Abstract

Blood donation deferral for men who have sex with men (MSM) in France was reduced from permanent to 12 months in July 2016. To inform a further reduction of the deferral period, an HIV risk assessment was conducted with two scenarios: S1, 4-month deferral; S2, 4-month deferral only in the case of more than one sexual partner (i.e., similar to other blood donors). Baseline HIV residual risk (RR) was calculated from July 2016 to December 2017, using the Incidence Rate-Window Period method. The impact of both scenarios on RR was assessed using data from surveys on MSM and blood donors, to estimate 1) the number of additional MSM expected to donate in each scenario and 2) HIV incidence among these donors.
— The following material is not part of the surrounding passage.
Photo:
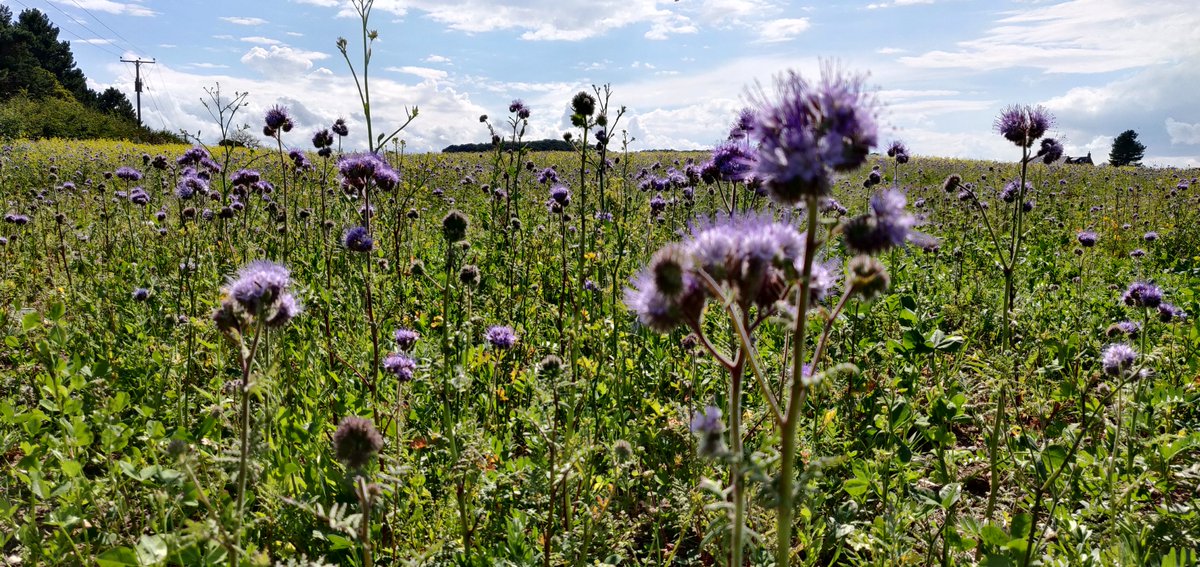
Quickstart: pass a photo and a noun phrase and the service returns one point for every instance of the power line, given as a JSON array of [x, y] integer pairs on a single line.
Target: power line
[[118, 34], [77, 36]]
Baseline HIV RR was estimated at 1 in 6,380,000 donations. For S1, an additional 733 MSM donors, and an additional 0.09 HIV-positive donations were estimated, yielding an unchanged RR of 1 in 6,300,000. For S2, these numbers were estimated at 3102 and 3.92, respectively, yielding an RR of 1 in 4,300,000. Sensitivity analyses showed that, under worst-case assumptions, the RR would equal 1 in 6,225,000 donations for S1 and 1 in 3,000,000 for S2. For both scenarios, the HIV RR remains very low. For S1, the risk is identical to the baseline RR. For S2, it is 1.5 times higher, and sensitivity analysis shows that this estimate is less robust than for S1. The French Minister of Health announced that S1 will be implemented in April 2020.